La reconduction tacite du contrat

chasse-t-elle l’exclusivité consentie ?

La présente contribution n’a pas vocation à fermer le débat éventuel mais bien à tenter d’y apporter une ébauche de solution.

De quoi s’agit-il ?

La convention de courtage signée par l’agent immobilier avec son client doit, et nul ne l’ignore (normalement) plus, contenir un ensemble de mentions obligatoires qui sont reprises dans l’arrêté royal du 12.0.1.2007 et dans le code de droit économique (protection du consommateur).

Parmi lesdites mentions figure l’article 2.3 de l’arrêté royal qui précise que si l’agent immobilier bénéficie de l’exclusivité, la durée du contrat d’intermédiaire ne peut être supérieure à six mois.

Le ministère des affaires économiques précise également «qu’il n’est pas autorisé que l’agent immobilier prévoie dans le contrat un délai supplémentaire pour les recherches administratives, ce qui l’amènerait à excéder le délai maximum de 6 mois.»

C’est clair !

L’article 2, 4° de l’arrêté royal du 12.01.2007 prévoit, quant à lui, qu’«au cas où un contrat d’intermédiaire conclu pour une durée déterminée est prolongé ou renouvelé tacitement, il peut y être mis fin sans frais et à tout moment moyennant un préavis de maximum un mois». (Ce qui reste une spécificité juridique du monde immobilier)
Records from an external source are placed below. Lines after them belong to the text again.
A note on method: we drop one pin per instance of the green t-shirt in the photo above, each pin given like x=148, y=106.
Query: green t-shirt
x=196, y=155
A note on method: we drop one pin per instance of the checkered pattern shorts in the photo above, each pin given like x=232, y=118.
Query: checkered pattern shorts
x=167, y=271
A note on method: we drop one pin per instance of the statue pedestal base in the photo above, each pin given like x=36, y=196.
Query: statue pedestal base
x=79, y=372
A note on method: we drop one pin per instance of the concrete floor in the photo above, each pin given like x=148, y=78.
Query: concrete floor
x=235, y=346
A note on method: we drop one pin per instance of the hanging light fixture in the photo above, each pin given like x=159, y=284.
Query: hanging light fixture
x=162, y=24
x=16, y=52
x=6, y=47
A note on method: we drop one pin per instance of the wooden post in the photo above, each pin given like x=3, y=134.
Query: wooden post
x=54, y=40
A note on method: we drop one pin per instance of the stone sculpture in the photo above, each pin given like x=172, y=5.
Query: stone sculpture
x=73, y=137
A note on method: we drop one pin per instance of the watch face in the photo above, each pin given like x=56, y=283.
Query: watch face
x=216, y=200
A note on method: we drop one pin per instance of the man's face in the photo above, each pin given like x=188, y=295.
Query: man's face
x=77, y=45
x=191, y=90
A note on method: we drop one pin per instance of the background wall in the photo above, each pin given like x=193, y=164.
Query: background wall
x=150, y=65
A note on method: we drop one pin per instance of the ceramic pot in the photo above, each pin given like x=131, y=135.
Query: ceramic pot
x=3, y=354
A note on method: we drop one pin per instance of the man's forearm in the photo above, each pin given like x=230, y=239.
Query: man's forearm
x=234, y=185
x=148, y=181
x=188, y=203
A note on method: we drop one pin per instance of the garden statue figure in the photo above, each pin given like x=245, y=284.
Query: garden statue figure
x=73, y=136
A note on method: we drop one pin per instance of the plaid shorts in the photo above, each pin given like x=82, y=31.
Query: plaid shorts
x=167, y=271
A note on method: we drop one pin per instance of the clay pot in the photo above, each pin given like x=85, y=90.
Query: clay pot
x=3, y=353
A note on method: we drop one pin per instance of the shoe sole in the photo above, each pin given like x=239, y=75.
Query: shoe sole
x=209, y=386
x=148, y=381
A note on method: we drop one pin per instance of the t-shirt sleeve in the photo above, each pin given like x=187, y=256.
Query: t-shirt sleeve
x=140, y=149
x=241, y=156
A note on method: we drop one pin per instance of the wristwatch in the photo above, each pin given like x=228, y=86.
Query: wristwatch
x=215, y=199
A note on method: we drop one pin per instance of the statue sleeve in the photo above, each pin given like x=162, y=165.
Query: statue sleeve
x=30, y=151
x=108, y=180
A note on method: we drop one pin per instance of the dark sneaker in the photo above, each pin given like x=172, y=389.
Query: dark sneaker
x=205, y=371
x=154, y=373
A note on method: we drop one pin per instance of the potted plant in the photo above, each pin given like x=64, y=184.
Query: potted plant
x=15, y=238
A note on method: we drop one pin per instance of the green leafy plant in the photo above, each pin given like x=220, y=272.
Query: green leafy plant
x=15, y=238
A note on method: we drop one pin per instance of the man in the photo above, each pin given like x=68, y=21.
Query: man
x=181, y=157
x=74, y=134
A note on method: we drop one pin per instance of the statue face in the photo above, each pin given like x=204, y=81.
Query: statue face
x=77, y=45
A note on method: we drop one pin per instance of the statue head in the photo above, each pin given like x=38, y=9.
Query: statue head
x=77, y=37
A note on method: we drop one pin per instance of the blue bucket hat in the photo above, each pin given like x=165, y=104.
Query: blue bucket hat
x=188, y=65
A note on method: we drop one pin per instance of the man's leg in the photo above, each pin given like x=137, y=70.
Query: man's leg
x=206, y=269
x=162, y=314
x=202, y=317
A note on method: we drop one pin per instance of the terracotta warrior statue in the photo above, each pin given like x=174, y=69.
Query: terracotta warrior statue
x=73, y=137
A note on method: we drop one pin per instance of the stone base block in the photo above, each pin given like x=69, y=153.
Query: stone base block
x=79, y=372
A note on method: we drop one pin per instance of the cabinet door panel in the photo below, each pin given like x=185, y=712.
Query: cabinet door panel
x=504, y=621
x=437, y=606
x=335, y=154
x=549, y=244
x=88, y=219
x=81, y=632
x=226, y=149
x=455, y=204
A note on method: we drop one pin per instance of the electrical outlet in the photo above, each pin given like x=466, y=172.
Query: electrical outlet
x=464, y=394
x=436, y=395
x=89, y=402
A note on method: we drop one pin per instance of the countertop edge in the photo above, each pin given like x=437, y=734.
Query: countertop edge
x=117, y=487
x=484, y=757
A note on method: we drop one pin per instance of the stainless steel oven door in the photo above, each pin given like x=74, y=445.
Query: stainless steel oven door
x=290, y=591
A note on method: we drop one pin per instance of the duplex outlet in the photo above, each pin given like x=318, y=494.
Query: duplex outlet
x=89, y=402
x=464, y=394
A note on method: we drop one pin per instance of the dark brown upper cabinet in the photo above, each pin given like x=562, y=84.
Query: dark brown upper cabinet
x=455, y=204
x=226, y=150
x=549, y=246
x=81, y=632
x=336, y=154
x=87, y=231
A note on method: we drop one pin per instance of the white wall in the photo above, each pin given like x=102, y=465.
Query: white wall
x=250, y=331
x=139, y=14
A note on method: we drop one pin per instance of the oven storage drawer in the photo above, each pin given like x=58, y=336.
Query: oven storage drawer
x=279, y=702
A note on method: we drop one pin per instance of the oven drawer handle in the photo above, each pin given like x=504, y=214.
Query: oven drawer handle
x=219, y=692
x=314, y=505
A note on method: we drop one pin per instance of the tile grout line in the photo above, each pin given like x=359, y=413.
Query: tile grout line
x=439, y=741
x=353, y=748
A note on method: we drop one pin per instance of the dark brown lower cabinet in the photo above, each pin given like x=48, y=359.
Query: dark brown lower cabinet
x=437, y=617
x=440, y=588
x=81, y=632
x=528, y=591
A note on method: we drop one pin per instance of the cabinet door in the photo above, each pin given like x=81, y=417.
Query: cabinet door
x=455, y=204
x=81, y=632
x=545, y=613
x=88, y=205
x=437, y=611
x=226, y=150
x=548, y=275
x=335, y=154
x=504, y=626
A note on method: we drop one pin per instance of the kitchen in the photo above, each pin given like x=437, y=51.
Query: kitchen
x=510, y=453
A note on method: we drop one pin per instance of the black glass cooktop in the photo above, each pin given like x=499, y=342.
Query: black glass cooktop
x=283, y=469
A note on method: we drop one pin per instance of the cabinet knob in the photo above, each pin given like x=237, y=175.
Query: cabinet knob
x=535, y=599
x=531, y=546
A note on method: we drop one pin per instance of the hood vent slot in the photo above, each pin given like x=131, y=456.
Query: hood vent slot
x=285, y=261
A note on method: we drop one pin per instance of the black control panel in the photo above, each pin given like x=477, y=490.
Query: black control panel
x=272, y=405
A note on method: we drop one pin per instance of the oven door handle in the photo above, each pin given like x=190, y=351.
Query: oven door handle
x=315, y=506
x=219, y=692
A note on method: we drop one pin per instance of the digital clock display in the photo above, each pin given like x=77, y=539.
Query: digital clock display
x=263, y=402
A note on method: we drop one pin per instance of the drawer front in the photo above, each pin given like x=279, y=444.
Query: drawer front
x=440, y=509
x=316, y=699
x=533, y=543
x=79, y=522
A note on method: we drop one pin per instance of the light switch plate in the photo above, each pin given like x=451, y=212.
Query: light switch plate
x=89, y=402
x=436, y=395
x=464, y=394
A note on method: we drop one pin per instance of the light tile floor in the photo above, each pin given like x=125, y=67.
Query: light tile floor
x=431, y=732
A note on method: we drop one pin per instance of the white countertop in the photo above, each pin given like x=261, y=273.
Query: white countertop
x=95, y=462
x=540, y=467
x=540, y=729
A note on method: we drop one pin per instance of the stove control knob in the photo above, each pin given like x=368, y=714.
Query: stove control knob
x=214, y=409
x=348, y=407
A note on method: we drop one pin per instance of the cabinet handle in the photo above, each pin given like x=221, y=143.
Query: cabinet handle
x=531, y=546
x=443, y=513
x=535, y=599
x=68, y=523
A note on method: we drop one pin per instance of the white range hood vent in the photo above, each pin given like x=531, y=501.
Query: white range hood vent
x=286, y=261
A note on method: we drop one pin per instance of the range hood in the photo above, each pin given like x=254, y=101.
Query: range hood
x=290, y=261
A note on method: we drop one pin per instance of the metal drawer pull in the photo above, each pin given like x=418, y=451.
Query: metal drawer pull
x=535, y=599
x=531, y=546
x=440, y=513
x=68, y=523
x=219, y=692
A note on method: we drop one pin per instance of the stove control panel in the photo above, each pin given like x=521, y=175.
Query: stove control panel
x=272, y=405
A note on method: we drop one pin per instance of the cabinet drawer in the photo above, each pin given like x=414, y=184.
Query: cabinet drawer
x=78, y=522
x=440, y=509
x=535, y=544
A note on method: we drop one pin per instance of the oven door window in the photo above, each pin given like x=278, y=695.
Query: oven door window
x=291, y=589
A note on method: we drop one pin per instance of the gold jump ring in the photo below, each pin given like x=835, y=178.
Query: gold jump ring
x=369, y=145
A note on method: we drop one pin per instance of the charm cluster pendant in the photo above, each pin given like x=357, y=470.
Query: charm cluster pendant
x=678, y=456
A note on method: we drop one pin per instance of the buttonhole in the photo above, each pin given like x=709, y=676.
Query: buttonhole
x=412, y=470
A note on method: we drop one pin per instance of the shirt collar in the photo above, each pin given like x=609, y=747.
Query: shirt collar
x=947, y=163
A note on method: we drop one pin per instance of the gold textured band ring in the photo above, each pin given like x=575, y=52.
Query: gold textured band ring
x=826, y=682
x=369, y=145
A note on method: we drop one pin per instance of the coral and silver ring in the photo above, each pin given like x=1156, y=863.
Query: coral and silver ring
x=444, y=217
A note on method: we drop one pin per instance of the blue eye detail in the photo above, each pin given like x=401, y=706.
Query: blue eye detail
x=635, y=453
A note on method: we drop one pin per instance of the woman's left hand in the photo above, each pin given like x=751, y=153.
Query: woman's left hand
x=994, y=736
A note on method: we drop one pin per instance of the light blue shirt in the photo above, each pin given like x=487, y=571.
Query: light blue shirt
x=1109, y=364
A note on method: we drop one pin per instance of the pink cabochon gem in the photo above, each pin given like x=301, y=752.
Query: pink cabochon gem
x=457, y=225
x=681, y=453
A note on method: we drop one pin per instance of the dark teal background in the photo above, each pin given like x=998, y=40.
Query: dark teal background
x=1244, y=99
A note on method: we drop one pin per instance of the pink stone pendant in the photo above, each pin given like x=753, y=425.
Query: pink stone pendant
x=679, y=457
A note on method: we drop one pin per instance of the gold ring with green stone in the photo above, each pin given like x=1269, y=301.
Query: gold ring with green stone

Et pour terminer, l’article VI.91, § 1 du Code de droit économique fixe les conditions de forme auxquelles doit répondre une clause de reconduction tacite prévue dans un contrat conclu avec un consommateur en indiquant notamment que lorsqu’un contrat conclu à durée déterminée entre une entreprise et un consommateur comprend une clause de reconduction tacite, cette clause figure en caractères gras et dans un cadre distinct du texte, au recto de la première page.

Cette clause mentionne les conséquences de la reconduction tacite (…), ainsi que la date ultime à laquelle le consommateur peut s’opposer à la reconduction tacite du contrat et les modalités selon lesquelles il notifie cette opposition ».

C’est également « clair » !

Une question récurrente semble cependant rester en suspens : Qu’advient-il de l’exclusivité lors de la reconduction tacite ? 

Force m’est de constater que, sauf erreur ou omission de ma part, aucun des deux textes ne règle le sort de l’exclusivité dans le cadre de la tacite reconduction et donc, vraisemblablement, au-delà de la limite des six mois !

Face à l’absence de règlementation et de décisions jurisprudentielles en la matière, deux positions peuvent s’affronter :

La première est de considérer que : Si l’exclusivité est prévue, sa durée ne pourra excéder six mois, même dans l’hypothèse d’une reconduction tacite (article 2.3 de l’arrêté royal du 12.01.2007)

La seconde est de défendre que l’exclusivité « persiste » au-delà des six mois et donc après la tacite reconduction tant que la convention n’a pas été dénoncée à l’issue du préavis d’un mois…

Personnellement, et en l’état actuel des choses, j’aurai tendance à défendre la seconde position.

En effet, il convient tout d’abord de noter que la seule limite fixée par les textes règlementaires à la convention tacitement reconduite concerne la durée de cette dernière. 

Pour ce qui est des termes et conditions, le code de droit économique laisse le soin aux parties de rédiger une clause qui mentionne les conséquences de la reconduction tacite. 

En clair, si l’exigence de forme est respectée, le contenu de cette clause est, hormis la durée, laissée à la liberté des parties (article 1134 du code civil).

Le plus souvent la clause de tacite reconduction prévoit : «le présent contrat sera prolongé tacitement pour une durée indéterminée et ce aux mêmes conditions»  et donc… avec l’exclusivité prévue initialement….

Il me sera répondu que le délai de six mois endéans lequel l’exclusivité était autorisée est largement dépassé… suite à la reconduction.

Mais… La tacite reconduction peut s’analyser comme un renouvellement de contrat à l’issue de son échéance normale, faute de stipulation contraire de l’une des parties. 

Elle a donc pour conséquence d’emporter création d’un nouveau contrat dont le contenu est identique au précédent mais dont la durée est indéterminée.  Un nouveau contrat né dans le respect des conditions légales remet les compteurs à 0 et il n’est pas question, comme dans le bail, de considérer la durée totale du contrat depuis son point de départ.

Le nouveau contrat étant résiliable « au mois le mois », la durée de l’exclusivité qui en découle, n’est, d’autorité, pas supérieure à six mois de sorte qu’il n’y a pas de violation de l’article 2.3 de l’AR du 12.01.2007.

Sur base de ce raisonnement, l’on peut considérer que l’exclusivité de l’agent immobilier survit à la durée de six mois si le contrat est tacitement reconduit et que les parties ont respecté le formalisme de la clause et précisé son contenu.